In Unternehmen ist in diesen Tagen des zu Ende gehenden Jahres Inventur angesagt. Im Bund ist mit Endabrechnung und Neubeginn erst zu Ostern oder gar zu Pfingsten zu rechnen, wie manche Pessimisten prophezeien.

„Ergebnisoffene Gespräche“ hat der SPD-Bundesparteitag beschlossen. Man wolle sich Zeit lassen. Schließlich gebe es eine geschäftsführende Bundesregierung.

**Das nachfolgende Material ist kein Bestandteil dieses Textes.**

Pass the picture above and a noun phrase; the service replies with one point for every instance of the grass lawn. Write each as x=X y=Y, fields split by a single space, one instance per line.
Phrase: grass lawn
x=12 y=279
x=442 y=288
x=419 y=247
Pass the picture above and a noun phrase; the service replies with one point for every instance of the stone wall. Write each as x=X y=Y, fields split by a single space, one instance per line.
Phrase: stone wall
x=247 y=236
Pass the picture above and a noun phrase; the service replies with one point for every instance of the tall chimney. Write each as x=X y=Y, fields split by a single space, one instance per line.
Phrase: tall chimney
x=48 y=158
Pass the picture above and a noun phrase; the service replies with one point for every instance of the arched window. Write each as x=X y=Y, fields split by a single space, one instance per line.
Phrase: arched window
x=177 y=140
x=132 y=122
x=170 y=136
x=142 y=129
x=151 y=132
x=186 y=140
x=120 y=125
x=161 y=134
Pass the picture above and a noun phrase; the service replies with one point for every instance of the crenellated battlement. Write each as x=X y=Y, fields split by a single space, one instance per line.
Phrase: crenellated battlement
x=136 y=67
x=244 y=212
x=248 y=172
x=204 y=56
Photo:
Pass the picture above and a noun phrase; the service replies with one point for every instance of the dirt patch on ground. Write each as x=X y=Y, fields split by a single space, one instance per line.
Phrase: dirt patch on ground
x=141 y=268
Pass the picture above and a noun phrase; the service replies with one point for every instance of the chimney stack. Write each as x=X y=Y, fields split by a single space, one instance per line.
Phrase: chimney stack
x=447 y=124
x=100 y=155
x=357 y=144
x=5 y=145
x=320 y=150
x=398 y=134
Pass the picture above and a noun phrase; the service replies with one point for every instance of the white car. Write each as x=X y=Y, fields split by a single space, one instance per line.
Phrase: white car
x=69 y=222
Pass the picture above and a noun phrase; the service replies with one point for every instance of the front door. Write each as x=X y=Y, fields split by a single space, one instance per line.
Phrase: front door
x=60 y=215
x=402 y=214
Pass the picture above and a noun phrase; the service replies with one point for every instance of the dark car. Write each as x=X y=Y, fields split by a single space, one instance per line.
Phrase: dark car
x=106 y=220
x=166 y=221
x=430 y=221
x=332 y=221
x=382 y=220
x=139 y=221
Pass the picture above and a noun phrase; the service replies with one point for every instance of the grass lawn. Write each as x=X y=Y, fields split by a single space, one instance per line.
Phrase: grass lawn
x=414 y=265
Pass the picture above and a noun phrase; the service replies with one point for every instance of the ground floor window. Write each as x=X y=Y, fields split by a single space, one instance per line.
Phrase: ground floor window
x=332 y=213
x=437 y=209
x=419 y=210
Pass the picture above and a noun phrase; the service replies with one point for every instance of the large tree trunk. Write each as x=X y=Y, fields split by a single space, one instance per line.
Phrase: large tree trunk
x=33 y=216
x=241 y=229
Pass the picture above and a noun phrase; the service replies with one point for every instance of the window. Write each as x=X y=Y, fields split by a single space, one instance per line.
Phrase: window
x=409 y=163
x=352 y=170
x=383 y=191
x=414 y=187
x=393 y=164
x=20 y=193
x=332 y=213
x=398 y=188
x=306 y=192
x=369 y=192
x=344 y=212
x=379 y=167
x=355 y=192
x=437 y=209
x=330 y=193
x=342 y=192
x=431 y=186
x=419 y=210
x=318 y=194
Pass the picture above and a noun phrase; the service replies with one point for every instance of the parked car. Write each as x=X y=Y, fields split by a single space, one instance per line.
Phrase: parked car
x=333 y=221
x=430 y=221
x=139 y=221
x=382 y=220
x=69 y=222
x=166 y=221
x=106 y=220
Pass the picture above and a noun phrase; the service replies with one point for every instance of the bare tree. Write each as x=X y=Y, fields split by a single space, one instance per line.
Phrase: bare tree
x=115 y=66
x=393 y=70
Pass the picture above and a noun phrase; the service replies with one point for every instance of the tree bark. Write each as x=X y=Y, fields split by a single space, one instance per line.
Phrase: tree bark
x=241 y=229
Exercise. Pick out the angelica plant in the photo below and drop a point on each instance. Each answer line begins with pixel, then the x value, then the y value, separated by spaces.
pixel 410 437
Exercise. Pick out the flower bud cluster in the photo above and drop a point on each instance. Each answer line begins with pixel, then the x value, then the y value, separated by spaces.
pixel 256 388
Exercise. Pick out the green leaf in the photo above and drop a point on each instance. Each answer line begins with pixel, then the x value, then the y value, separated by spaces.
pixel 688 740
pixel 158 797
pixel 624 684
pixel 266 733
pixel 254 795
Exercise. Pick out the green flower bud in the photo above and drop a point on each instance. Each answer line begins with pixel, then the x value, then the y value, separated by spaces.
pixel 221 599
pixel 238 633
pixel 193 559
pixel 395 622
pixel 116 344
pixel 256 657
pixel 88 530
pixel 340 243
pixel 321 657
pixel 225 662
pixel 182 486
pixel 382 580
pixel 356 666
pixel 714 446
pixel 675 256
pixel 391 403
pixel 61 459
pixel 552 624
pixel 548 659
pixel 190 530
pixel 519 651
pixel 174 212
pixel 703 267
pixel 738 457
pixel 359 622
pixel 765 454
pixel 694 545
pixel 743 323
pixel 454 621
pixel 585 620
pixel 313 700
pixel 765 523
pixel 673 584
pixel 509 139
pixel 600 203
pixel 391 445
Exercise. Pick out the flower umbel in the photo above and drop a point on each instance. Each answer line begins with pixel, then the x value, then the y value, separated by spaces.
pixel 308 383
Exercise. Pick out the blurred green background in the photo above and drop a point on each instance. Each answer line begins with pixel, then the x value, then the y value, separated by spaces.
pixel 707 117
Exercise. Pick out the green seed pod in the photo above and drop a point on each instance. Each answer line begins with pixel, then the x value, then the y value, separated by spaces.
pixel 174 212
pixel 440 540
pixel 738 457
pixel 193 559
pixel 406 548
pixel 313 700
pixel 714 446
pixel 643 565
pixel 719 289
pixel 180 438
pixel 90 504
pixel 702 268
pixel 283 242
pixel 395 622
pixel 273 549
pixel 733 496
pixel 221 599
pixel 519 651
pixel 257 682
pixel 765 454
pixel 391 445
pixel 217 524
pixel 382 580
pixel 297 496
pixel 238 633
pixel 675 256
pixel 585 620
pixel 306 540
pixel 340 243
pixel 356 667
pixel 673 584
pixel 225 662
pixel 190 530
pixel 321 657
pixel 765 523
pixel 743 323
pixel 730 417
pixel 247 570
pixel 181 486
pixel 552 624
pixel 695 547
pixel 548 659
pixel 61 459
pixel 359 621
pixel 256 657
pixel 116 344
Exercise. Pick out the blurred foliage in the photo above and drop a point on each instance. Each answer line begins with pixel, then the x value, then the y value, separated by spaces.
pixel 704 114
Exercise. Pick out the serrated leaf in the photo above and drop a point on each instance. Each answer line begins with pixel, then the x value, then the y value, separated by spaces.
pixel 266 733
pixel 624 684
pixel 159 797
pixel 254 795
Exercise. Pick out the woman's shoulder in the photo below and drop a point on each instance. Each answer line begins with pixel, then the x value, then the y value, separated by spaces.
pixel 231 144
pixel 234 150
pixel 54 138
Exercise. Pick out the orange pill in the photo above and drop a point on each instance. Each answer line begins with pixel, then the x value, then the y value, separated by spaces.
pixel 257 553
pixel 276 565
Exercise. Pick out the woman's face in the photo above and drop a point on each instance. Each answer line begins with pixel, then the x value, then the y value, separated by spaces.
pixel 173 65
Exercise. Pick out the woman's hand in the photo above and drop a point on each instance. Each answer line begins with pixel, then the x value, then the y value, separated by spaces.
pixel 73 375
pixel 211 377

Durch die SPD geht ein tiefer Riss. Manche wollen eine Minderheitenregierung der Union akzeptieren. Wenn man aber schon eine Vereinbarung mit der größten Partei im Bundestag treffe, dann solle man auch die Verantwortung in einer Koalition  übernehmen. Der „Seeheimer Kreis“, also die gemäßigten Kräfte der Sozialdemokraten, wollen eine Neuauflage der GroKo. Die Linke will nicht in ein neues Kabinett mit Merkel eintreten.

In jedem Fall hängen die Genossen den Brotkorb sehr hoch. Es werde teuer, meinte Fraktionschefin Andrea Nahles. Bevor nach dem ersten vorweihnachtlichen Abtasten der Partner, die weiterhin noch zusammen im geschäftsführenden Kabinett sitzen, eine Sondierung stattfinden soll, muss erst noch ein Parteikonvent Ja sagen. Einigt man sich zum Schluss auf eine Koalitionsvereinbarung, dann werden noch einmal wie schon 2013 eine halbe Million Mitglieder der SPD befragt.

Abschied von der repräsentativen Demokratie

Was als echte Basisdemokratie bejubelt wird, ist nichts anderes als das praktizierte imperative Mandat. Nicht die gerade gewählten Bundestagsabgeordneten sollen entscheiden, ob die nächste Bundesregierung von der SPD mitgestellt wird, sondern die Basis der Partei. Was als vorbildliche Graswurzel-Demokratie gepriesen wird, veranschaulicht die Führungslosigkeit der SPD, die sich von der repräsentativen Demokratie verabschiedet. Man fragt sich, warum die neu gewählten Parlamentarier der Sozialdemokraten keinen Aufstand gegen diese Degradierung zum Befehlsempfänger starten. „Sammeln und Führen“ sei die wichtigste Eigenschaft eines SPD-Vorsitzenden, sagte einst Ex-Chef Franz Müntefering. Er bezeichnete dieses Amt einmal scherzhaft als das „zweitschönste nach dem Papst“. Beim Sammeln übertreibt es Martin Schulz, auf das Führen verzichtet er.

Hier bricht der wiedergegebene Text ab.